Si decidimos conservar algo de la latinidad, quizás al menos debamos y queramos ser capaces de elegir qué tipo de latinidad preferiríamos ser. ¿Ser como Espartaco, rebelándonos con gloria contra nuestros opresores, o preferimos ser esa criatura sumisa que ofrece la otra mejilla?

Mientras tanto, en México ya somos de facto muchas otras cosas también: árabes, indios, negros, judíos, brujas, chaneques, frijoles, parteras, cafeteros, nahuales, nómadas, amantes del colibrí y tantas cosas más. Creo que debemos plantearnos la tarea de crear un adjetivo que al menos logre reflejar que existe esa gran comunidad de lo que efectivamente ya nos conforma, y que nos rodea, dentro de nuestra cotidianidad sergún las posibilidades existentes en nuestros entornos. ¿Cómo sería algo realizable a realizar con respecto a nuestras propias ontologías e identidades posibles?
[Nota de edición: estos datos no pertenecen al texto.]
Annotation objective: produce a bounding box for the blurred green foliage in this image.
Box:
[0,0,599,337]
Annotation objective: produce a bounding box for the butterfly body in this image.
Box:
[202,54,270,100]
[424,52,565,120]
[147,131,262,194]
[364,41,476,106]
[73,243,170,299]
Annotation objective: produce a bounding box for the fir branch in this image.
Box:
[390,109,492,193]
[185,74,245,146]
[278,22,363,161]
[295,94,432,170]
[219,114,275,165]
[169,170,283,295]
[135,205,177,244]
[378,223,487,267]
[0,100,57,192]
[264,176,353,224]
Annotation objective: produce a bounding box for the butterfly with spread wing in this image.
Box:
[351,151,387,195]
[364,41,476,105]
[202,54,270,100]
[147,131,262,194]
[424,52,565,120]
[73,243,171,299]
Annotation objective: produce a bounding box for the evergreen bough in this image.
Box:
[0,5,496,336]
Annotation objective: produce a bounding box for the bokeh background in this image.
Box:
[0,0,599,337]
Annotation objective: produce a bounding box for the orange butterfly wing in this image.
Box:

Está en juego todo eso que podemos rastrear de nuestros orígenes compartidos, que está presente en nuestros contextos inmediatos y de quienes nos rodean. Lo que está en la casa de enfrente que aunque no lo vemos de un modo lo percibimos. Lo querríamos compartir por el simple hecho de querer hacerle el bien a las personas que amamos, que nos rodean, desde otro lugar que no sea este estado de alienación colonial.

Tenemos que ser capaces de analizarnos y replantearnos quiénes somos pero sobre todo con miras a quiénes queremos ser, a partir de lo que ya tenemos dentro y alrededor.

Ojalá, es árabe, apapacho es nahuatl, la ketchup es china, Jesucristo un comunista que repartía pan y organizaba la borrachera. Por un decir.

“Latino”, “latinx”, “hispano”, “latinoamericano” y otras etiquetas que simplemente no dan el ancho para representar quiénes y qué somos. Tampoco nos gusta ni nos conviene.